Same here…except we use Endura…makes for a pin-hole free infusion and easy final clear app. Hey Adam, I read about using the poly-tubing as a bag, with the 4 mil thickness does ever leak? I liked that idea, way easier for sealing bags for envelope infusions…

I got my last batch for Aurora Plastics & Packaging. The outer few feet on the roll can have holes in it due to mishandling in someones warehouse. Once you strip that off the rest is good to go. Who knows who makes it for them or if their suppliers change. As long as I don’t put a hole in it they’ve been good. I use the same material for making bladders for composite tubes.

Adam

Thanks for sharing all these useful tips.

this coating is it available to the US?

I’ve been thinking I want to try to apply urethane pre-infusion, so I painted some urethane, waited over night and infused a small corner of an old mold. This morning it was a huge mess! :frowning: Almost un-demoldable! --But, I’m to blame.

Blunder #1:
As I was pouring hardener into the cup on the scale, I spilled a little. So, after hitting my number, I went across the room to grab a rag with vinegar and I wiped the small spill, then started to pour in the resin. When my gaze shifted from the pouring to look at the weight, I realized the scale had timed out and shut off! @#$! Dang it! Unfortunately, instead of actually thinking, (i.e. doing some math, etc.), like a fool who’s done too much PE in hot weather, I panicked and guessed. (Dumb, Dumb, Dumb!!!) So, I knew the casting would be punky.

Blunder #2:
Months ago I asked someone, (not here), what they used to fix small blemishes. Minwax Spar Urethane. I now suspect that’s not a compatible material?? (I no longer consult that person, BTW! :cool: )

Anyway, I’m not sure if it was my epoxy blunder, or the urethane choice, but the finish was an awful golden brown, stinky mess! (At least where it stayed on the casting anyway!)

What you use is a two part urethane material? I suspect you also accurately measure your resin, and not pour expensive stuff together and hope it’ll just work? :smiley:

I want to try it again, (after I finish scraping my mold), but I obviously don’t want a repeat performance. :slight_smile: Is the product you use fairly idiot proof? I need the UV protection and doing it in the mold sounds like the ticket.
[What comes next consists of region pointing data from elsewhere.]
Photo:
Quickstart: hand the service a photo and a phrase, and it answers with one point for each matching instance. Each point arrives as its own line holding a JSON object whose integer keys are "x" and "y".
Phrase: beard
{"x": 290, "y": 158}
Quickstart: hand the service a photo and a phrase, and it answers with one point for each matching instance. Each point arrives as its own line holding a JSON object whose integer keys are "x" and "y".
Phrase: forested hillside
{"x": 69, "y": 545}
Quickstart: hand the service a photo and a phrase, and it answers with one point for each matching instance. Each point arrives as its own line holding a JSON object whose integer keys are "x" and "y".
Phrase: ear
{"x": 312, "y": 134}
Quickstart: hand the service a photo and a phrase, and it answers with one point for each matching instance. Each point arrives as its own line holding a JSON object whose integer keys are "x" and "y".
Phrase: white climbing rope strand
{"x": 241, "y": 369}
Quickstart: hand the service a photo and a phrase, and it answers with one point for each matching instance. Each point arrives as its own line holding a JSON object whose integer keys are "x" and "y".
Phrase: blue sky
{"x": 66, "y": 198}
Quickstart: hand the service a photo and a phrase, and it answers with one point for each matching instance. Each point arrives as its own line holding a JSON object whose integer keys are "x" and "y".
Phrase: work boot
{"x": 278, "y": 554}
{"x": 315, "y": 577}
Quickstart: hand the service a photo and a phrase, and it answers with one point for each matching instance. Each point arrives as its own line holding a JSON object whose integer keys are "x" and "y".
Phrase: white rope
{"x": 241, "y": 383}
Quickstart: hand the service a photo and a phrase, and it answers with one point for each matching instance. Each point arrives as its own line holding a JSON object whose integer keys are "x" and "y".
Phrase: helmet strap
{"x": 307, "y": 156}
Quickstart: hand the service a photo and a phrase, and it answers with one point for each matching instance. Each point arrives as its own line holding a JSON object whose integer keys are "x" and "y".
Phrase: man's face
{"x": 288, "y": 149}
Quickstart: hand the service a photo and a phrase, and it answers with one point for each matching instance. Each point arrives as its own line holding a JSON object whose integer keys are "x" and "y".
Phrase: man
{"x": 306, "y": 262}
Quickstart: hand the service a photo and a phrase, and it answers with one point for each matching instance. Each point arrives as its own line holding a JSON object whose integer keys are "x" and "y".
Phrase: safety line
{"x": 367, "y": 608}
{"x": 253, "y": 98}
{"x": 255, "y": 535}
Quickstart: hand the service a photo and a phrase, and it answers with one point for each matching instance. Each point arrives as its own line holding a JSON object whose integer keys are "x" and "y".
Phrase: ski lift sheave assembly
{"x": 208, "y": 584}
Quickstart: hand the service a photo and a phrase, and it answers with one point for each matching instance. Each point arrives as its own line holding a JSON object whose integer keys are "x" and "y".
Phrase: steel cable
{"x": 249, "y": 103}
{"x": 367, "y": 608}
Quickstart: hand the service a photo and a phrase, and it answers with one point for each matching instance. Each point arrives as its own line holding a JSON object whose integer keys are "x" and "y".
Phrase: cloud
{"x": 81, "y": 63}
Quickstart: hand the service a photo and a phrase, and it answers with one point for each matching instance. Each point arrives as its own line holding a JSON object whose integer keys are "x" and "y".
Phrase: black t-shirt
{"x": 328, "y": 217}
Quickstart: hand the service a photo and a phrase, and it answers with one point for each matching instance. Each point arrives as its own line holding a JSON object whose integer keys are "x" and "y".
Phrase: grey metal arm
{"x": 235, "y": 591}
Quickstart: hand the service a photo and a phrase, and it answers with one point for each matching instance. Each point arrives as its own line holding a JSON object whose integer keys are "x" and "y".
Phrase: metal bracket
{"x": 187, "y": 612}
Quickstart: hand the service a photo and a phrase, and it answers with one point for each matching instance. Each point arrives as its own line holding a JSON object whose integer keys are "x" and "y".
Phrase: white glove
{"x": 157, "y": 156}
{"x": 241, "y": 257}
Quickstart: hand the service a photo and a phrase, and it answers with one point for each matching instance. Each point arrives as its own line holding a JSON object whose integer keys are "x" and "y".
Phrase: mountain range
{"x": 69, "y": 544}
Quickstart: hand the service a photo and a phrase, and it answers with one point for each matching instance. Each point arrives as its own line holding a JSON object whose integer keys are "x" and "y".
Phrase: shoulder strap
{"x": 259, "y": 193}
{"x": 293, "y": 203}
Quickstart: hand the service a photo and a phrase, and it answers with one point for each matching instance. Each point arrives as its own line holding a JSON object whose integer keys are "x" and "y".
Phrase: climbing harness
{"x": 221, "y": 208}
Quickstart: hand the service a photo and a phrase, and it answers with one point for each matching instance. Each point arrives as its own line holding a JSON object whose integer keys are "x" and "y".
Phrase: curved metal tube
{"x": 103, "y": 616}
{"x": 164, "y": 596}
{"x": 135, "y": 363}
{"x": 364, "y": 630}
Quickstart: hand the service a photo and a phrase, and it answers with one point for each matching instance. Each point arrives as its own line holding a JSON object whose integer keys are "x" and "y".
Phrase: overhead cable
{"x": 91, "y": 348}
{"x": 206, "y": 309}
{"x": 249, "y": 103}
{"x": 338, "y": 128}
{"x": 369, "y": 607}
I use single component lacquers and 2K urethanes depending on the demands and expectations of the structure. Not all paint-resin combinations work well. Some will end up tacky, soft, or foggy. Dupli-color Paint shop clear, for example, is hazy with Adtech 820, pefectly clear and hard with MGS L285, and tacky with USC 635. 2K paints are typically less finicky. I use PPG Deltron DC3000 for clean and Deltron Single Stage 2K for color. Klass Kote epoxy paint works well with most resins but doesn’t have good releases with semi-permanents on certain mold surface coats.

I always layup small flat test molds when making a mold. I can then use these test molds to test release/paint/resin combinations before committing them to the primary mold. I’d recommend doing some testing first. :smiley:

How soon after spraying the clear can you start laying in the fabric etc? Say for a wet layup mold?
If it cures and I have to scuff, I’m worried about scratches showing

It depends on the clear-coat and how it is cured. With lacquer I often do the layup after about 1 hour. I either IR cure 2K or force cure it with heat. I have done layups within 30 minutes with this technique. I’ve also let these set for days before doing the layup. I use epoxy so the bonding to the paint has always been good. Many people let 2K cure for 12 to 24 hours before proceeding. Typically you at least want the paint to be dry to the touch.

Again, test it to see how your resin and paint get a long. You can also use .014" mylar to perform test samples. Wax it, shoot several squares with your paint, and then do simple hand layups on them at different time intervals with your resin. Once cured peel them off and see how they look, feel, and bond.

Adam

PM dpaine. I know he was selling the MTI hose until the USA dist. was set up so he might also have some of this.